Relaksasi DNI Belum Efektif
Antarinstansi Tidak Kompak
JAKARTA – Salah satu upaya untuk meningkatkan porsi investasi asing dan swasta di Indonesia adalah merevisi daftar negatif investasi (DNI). Pada kuartal pertama 2016, pemerintah telah mengubah DNI untuk tahap pertama. Rencananya, pelonggaran tahap kedua diumumkan tahun lalu. Namun, hingga kini belum ada kejelasan kapan perubahan DNI terbaru itu dirilis.
Kepala Badan Koordinasi Penanaman Modal (BKPM) Thomas Lembong mengindikasikan bahwa revisi kedua DNI tersebut membutuhkan pembahasan lebih lama. Alasannya, revisi DNI yang ada saat ini tidak mampu mendongkrak investasi sesuai dengan yang diharapkan. Tom –sapaannya– menuturkan, salah satu hambatan dari implementasi revisi DNI itu adalah ketidakkompakan kementerian dan lembaga dengan sektor terkait. ”Revisi DNI itu hanya langkah nol, bukan nomor satu. Karena itu sekadar larangan dan belum membuka pintu. Jadi, kita cabut larangannya, baru yang kedua buka pintu,” paparnya saat ditemui di kantornya kemarin (8/2).
Menurut mantan Mendag itu, yang menjadi persoalan, setelah larangan dicabut, ternyata pintu tidak dibuka oleh kementerian dan lembaga terkait. Dia mengungkapkan, banyak sektor usaha yang larangannya sudah dicabut, tapi pintunya justru ditutup lem- baga pemerintah sendiri dalam implementasi di lapangan. Dengan kata lain, aturan antara BKPM dan kementerian teknis tidak sinkron.
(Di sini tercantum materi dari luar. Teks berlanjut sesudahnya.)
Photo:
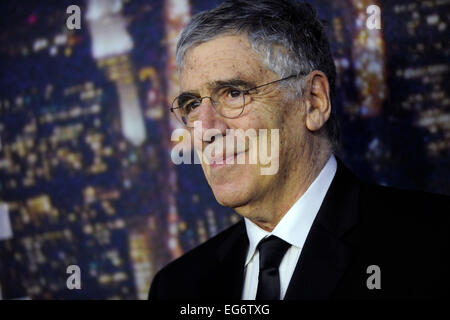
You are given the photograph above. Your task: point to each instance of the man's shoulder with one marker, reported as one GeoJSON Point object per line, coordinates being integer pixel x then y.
{"type": "Point", "coordinates": [393, 215]}
{"type": "Point", "coordinates": [404, 202]}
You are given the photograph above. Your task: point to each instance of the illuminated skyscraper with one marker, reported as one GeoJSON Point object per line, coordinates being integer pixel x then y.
{"type": "Point", "coordinates": [111, 44]}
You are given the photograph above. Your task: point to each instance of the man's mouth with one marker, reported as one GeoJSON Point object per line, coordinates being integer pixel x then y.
{"type": "Point", "coordinates": [225, 160]}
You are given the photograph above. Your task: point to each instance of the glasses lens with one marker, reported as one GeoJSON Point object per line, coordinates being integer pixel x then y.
{"type": "Point", "coordinates": [229, 101]}
{"type": "Point", "coordinates": [185, 108]}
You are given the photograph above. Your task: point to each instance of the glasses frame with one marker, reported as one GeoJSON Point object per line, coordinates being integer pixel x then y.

Karena itu, Tom menekankan, membuka larangan investasi atau merelaksasi DNI tidak lantas mampu menaikkan investasi. Hal tersebut juga bergantung implementasi di lapangan. Dia mengakui, realisasi implementasi revisi DNI selama ini memang sangat minim. Namun, ada beberapa sektor yang terbukti berhasil menaikkan investasi berkat revisi DNI. Salah satunya sektor industri perfilman.
Ekonom Indef Eko Listianto menuturkan, BKPM sebaiknya tidak lantas menyalahkan kementerian atau lembaga teknis. Dia mengatakan, BKPM harus mampu mengoordinasikan aturan teknis terkait sektor usaha yang larangannya dicabut dengan instansi terkait. ”Ya, memang kalau mau diputuskan akan mau dibuka sekian persen (revisi DNI, Red), itu seharusnya koordinasi,” ujarnya kepada Jawa Pos kemarin.
Eko juga menekankan bahwa keputusan pemerintah untuk membuka maupun menutup DNI harus melalui uji publik. ”Jangan sampai karena DNI itu menjadi faktor penghambat investasi, jadi minta dibuka (untuk asing, Red),” katanya. Dia menambahkan, urgensi untuk membuka harus benar-benar mempertimbangkan banyak aspek. ”Seperti kesehatan dan pendidikan. Contohnya pembukaan universitas asing yang kemarin ramai itu. Kadang kala DNI itu dibuka hanya untuk investment attractive,” ujarnya.
Eko juga mengatakan, pemerintah harus mampu melihat apakah memang revisi DNI dibutuhkan investor. Sebab, sepinya peminat sektor dalam revisi DNI mungkin terjadi karena investor lebih butuh perbaikan regulasi dan infrastruktur. ”Jangan-jangan pembukaan DNI terlalu cepat. Sehingga sudah dibuka, tapi tidak banyak yang masuk,” imbuhnya.